Monday 28 May 2018

MONET, MONEY AND MARKS

I know…from art to retailing requires a leap of faith.

I’ve just been to the Monet exhibition at the National Gallery. The 70 paintings there would sell for over $1 billion yet he found it hard even selling his work until his mid-40s when sales took off with vivid Mediterranean coastline paintings which Americans loved.


Claude’s story matches that of most artists that we now rate as great with only a few becoming truly rich from their endeavours whilst young enough to enjoy it. Most relied on finding a sugar daddy or patron but the market itself was harsh. Yet they carried on tirelessly and in the case of Monet painting the same scene at different times of the day when the lighting was different.  In painting Rouen Cathedral he sat in a ladies changing room of a department store opposite the cathedral, ladies curtained off of course, and painted dawn to dusk.

Artists in general are not especially commercial, entrepreneurial or productive…they just carry on doing what they do regardless always trying to get better. For them quality beats cash any time. Money merely seems to be inconvenient (mostly by its absence.) And a century after they die their work (like ‘Nymphéas en fleur’) can sell for $85 million.


But it isn’t money you think about when you think of Monet, it’s the light, the colours the sheer joie de vivre.

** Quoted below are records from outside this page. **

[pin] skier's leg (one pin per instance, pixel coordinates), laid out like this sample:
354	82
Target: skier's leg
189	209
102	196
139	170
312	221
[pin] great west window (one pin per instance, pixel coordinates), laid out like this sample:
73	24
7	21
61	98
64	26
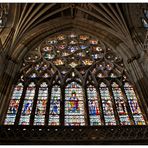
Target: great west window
73	79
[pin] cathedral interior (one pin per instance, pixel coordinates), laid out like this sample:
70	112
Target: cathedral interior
74	73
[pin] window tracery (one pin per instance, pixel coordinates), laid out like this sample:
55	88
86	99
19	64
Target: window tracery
62	64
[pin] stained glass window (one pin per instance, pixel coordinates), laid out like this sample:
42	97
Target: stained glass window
107	105
14	104
74	105
41	105
27	105
120	104
94	112
132	100
65	60
54	114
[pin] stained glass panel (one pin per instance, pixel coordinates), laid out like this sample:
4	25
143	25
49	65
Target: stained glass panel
54	114
14	104
120	104
132	100
74	105
94	112
41	105
107	105
27	105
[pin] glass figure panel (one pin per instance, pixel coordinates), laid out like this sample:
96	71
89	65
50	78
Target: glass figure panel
14	104
133	103
94	111
27	105
120	104
107	105
74	105
40	111
54	113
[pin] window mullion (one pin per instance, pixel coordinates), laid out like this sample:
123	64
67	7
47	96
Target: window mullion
34	105
114	106
20	105
100	106
87	120
62	109
128	107
48	106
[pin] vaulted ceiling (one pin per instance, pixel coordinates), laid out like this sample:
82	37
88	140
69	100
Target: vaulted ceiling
28	24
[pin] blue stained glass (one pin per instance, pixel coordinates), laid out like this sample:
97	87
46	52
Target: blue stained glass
74	105
107	105
13	105
27	105
41	105
83	46
120	104
94	111
132	100
54	113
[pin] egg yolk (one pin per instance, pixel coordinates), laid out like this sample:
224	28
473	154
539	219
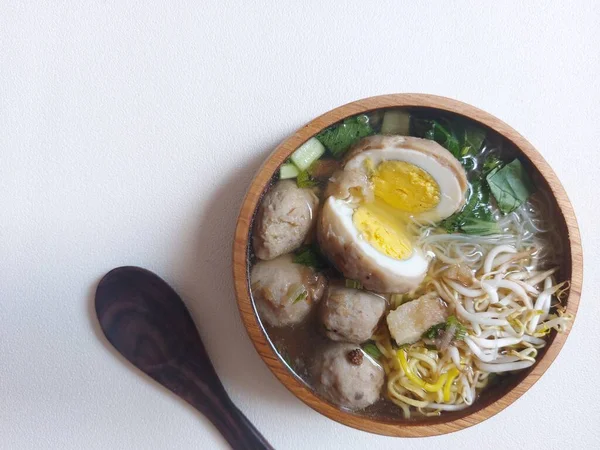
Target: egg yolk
405	186
386	234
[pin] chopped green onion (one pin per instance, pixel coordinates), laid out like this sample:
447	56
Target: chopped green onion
370	348
301	297
309	256
304	180
353	284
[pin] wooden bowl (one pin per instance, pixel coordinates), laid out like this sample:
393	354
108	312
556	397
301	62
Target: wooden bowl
491	401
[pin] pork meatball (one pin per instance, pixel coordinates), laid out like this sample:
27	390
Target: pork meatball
283	220
348	377
410	320
350	315
285	292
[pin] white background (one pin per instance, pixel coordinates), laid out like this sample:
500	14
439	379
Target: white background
129	132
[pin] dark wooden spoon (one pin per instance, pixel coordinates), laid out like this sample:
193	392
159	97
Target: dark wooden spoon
148	323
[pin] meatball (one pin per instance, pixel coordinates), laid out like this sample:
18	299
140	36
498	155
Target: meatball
350	315
348	377
283	220
409	321
285	292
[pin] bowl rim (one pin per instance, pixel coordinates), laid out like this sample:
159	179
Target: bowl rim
241	270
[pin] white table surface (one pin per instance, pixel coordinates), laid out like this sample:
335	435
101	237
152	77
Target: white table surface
129	132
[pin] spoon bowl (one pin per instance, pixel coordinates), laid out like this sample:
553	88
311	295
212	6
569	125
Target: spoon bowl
148	323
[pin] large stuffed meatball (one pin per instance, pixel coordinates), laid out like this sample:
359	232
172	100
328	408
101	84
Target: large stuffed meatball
350	315
285	292
348	377
283	220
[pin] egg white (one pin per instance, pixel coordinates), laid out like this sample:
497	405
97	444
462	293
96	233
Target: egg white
451	193
413	267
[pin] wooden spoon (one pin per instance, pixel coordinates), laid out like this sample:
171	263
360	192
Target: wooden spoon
148	323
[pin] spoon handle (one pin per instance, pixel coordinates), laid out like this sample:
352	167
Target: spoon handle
188	380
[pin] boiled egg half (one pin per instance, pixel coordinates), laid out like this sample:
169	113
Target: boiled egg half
386	183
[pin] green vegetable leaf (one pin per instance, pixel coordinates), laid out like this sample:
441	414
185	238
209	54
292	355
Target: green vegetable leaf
480	227
476	215
339	138
309	256
473	140
370	348
463	141
304	180
491	164
510	186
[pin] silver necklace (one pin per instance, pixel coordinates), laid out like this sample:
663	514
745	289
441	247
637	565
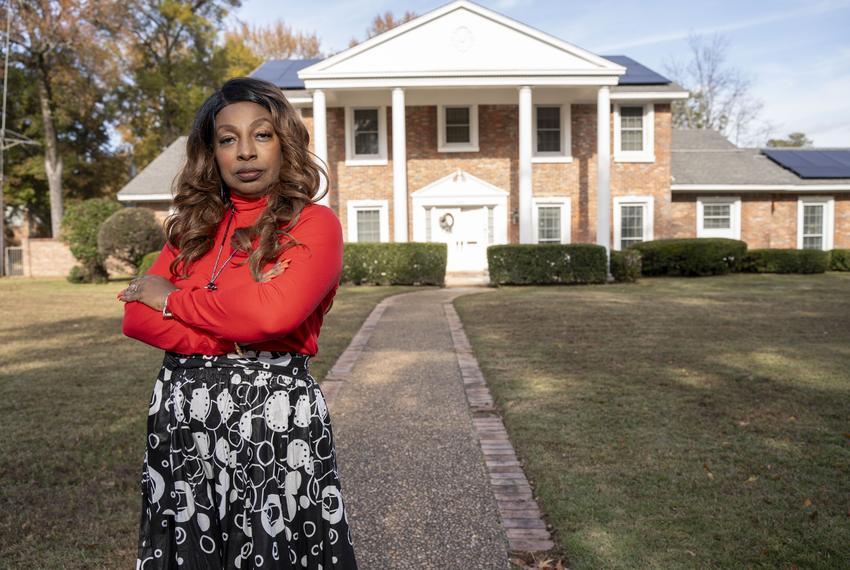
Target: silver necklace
211	286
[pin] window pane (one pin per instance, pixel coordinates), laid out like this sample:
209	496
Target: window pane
548	117
365	120
457	134
631	128
365	131
812	242
717	216
631	224
548	141
812	219
368	225
549	224
631	140
366	143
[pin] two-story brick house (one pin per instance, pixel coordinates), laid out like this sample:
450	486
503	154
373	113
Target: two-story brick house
467	127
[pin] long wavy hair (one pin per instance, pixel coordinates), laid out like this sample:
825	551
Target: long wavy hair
202	199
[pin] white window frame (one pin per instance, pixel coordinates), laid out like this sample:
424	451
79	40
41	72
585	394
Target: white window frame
734	232
566	135
828	219
382	206
442	145
648	216
648	152
564	203
352	159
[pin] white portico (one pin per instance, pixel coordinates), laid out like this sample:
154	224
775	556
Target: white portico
463	55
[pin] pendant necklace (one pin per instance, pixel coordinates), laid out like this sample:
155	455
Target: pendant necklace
211	286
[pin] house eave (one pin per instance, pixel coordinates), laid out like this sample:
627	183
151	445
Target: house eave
760	188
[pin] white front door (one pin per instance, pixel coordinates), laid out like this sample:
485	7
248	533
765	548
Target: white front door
465	230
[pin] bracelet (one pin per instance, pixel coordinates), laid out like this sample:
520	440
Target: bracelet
166	314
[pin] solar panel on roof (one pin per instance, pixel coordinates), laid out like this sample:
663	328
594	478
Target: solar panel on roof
636	74
834	163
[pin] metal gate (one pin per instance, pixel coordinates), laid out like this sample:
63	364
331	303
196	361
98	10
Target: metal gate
14	261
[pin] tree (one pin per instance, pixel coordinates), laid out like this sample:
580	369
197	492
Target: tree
64	49
80	227
383	23
721	95
275	41
793	140
172	67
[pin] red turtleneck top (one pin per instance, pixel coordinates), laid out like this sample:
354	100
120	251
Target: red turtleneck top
283	314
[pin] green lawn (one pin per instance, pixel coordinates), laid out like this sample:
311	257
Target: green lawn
74	394
679	423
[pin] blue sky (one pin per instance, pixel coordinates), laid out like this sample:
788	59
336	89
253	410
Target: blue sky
796	52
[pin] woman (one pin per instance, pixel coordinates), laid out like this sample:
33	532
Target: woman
240	467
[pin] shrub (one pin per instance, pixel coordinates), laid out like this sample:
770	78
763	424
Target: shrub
395	263
625	265
80	226
129	234
77	275
785	261
691	256
146	263
839	260
546	263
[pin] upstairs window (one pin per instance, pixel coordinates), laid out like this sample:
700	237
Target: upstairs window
457	127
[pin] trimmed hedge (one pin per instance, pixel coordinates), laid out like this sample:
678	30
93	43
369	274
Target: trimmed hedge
839	260
546	263
785	261
146	263
625	265
395	263
690	257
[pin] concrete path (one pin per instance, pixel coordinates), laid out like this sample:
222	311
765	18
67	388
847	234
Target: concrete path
412	470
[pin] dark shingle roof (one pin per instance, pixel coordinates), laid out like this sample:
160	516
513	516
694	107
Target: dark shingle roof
158	176
705	157
284	72
636	73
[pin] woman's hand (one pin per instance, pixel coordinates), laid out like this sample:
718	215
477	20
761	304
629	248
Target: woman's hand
148	289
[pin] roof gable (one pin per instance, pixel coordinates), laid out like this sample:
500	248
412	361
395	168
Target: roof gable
461	38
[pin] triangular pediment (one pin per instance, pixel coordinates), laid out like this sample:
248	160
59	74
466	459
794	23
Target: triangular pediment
459	184
465	39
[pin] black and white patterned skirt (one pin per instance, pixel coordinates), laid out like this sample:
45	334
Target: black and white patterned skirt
240	468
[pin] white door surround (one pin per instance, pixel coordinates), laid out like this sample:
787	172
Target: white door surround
466	213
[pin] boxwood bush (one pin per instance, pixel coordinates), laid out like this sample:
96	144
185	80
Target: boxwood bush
146	263
785	261
546	263
839	260
625	265
395	263
689	257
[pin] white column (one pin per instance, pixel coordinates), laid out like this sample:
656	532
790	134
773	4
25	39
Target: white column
525	229
603	170
399	168
320	137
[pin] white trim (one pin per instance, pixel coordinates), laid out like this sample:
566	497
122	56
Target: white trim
648	152
565	155
734	202
828	219
384	218
634	95
648	216
564	203
145	197
324	69
365	160
759	187
472	145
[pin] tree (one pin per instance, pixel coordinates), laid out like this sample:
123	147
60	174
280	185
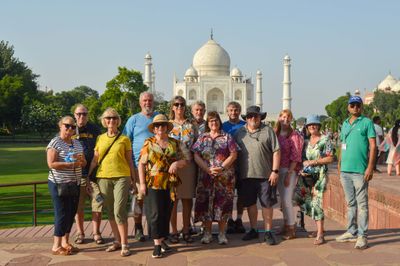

And that’s what’s missing from M&S - retail bellwether, housewives’ favourite, the Monet of underwear. Unlike Monet its value is declining.  Unlike Monet it is no longer notable for its light, colour or joie de vivre. It’s about to depart the FTSE 100, close a dozen or more stores and ‘unify brand and culture’ (I really wish that I knew what that meant). The iron hand of Archie Norman, the man who saved Asda 27 years ago is Chairman. He is a McKinsey trained heavy who seemed short on small talk when I met him.


For years M&S has been a bit like the Brexiteers chasing new business in young markets unknown to them but “representing huge, yes huge and incalculable opportunities”, rather  than focusing on their core old market of loyalists– around 20 million of them. Instead it keeps on going hopefully after the deaf, dumb and blind kids like millennials who would rather be seen dead than in M&S. Because M&S is like grandad doing the twist.

M&S matters because when it does things well, like much of its food, like cashmere, socks, underwear or cords it does them rather well. When it flirts with the unknown it’s sorrowfully irrelevant. I shall watch its strategy of downsizing and trying to find an authentic voice intriguing but without much hope. M&S has stopped learning it seems.


Monet kept on learning. He has colour and energy. His pictures are timeless. M&S is not. Tom Peters said “you can’t shrink your way to greatness”. On that Monet and I (but not M&S) agree.